Monday, June 4, 2012

Injustice and Suffering

H L Mencken, whom I respect in the same way that a woodcutter respects the tallest eucalypt in the land, once said that "injustice is relatively easy to bear; what stings is justice." And this is very true. I don't mean in the physical sense. A year in jail is not any shorter if you are innocent or longer if you are guilty. A slap does not hurt more if you really made that offensive joke, or less if some other person made the joke but slipped off before the target turned around.

What I am talking about is the ability to endure the suffering: to fix your attention on something beyond it. This is straightforward (though certainly not easy) in the case of injustice. The person suffering injustice, if they know that it is unjust, can see that it should not affect their view of themselves. The authority which dispenses unjust suffering has proven itself no authority at all and its opinion of you can be safely ignored. Almost all suffering is considered by Australian society to be unjust and therefore uninformative - it shows you nothing about the world or yourself.

If you take this point of view then you learn very little from looking at the world. Consider what is humorously called the justice system. Even the energy of a great many dedicated people can do no more than make this system less unjust than the usual chaos of the world. Any decision of a court will contain injustice because it will not be perfectly just. In the case of murder, what would be perfectly just would be to restore the dead to life, perhaps by using some portion of the killer's life force. This is quite impossible.

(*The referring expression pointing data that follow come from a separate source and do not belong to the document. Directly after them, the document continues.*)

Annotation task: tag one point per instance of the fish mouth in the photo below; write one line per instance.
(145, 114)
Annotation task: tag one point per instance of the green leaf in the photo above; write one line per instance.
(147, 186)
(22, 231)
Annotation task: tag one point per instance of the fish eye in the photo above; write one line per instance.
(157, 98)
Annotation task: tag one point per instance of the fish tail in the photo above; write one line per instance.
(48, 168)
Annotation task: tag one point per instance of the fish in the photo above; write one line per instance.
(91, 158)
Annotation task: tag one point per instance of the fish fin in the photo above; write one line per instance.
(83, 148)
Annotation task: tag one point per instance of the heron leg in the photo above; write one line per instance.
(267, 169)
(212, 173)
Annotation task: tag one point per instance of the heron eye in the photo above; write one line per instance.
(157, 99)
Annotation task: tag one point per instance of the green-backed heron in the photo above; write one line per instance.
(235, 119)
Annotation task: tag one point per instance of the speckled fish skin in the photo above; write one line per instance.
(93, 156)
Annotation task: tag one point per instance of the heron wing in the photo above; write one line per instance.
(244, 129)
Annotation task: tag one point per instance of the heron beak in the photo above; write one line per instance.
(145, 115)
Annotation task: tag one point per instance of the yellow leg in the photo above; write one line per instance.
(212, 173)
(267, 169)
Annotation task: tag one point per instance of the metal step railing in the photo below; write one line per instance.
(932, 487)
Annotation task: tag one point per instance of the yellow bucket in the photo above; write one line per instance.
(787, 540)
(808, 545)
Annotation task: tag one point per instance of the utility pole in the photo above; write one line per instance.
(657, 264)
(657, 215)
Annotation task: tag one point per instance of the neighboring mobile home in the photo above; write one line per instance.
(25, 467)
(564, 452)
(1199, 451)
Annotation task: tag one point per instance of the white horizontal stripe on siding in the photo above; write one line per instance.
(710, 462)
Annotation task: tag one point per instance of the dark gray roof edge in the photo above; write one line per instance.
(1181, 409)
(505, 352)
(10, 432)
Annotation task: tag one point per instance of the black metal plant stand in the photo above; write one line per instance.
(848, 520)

Instead the usual decision is for the killer to be deprived not of some of their time alive, or some of their capacity to enjoy life, but of their ability to dwell with society while living. How curious. If you want someone to realise that killing is wrong, depriving them of liberty and joy is an odd way to go about it. Many people have preferred death to captivity, and a murderer sent to prison might easily decide that they did their victim a favour in booting them off such a constrained and twisted mortal coil. I am not saying that I know a better decision for the court to make, or that there is one (though I hope there is). I am saying that the manifest injustice of the world should cause a thirst for true justice. But because this injustice is seen as uninformative it is not really processed by society or by the individual.

And because it is not processed by the individual, it is more difficult to endure. It is more difficult to fix your eyes on something beyond the present suffering when there is no reason for the suffering to ever end, because there was no reason for it to begin. Unjust suffering is a trumpet played (badly) at random in the night: you do not know why it began, and you do not know when it will end, so you do not know whether you should simply plug your ears for a few moments or find and admonish the trumpeter.

A Christian, if they are aware of their own sin, has no such trouble. A Christian knows that they are a sinner and that they deserve suffering - an eternity of suffering. I am not saying that there is a causal connection between an individual's sin in this world and their suffering. It is transparently obvious that that is not a general principle. But a Christian knows that sin in general is what caused and continues to cause suffering in general, and that the one cannot be abolished unless the other is as well.

And since a Christian knows that through faith in Jesus, the perfect sacrifice, their sin has been taken away, they can fix their eyes on the day when Jesus will return and abolish further sin and further suffering. Being a Christian does not shield you from suffering. But it gives you the knowledge that suffering in this world is justice, nor injustice; and being justice, it is purposeful; and being purposeful, it will end when its usefulness is at an end. When Jesus returns the usefulness of suffering will come to an end. I can fix my eyes on that while I suffer.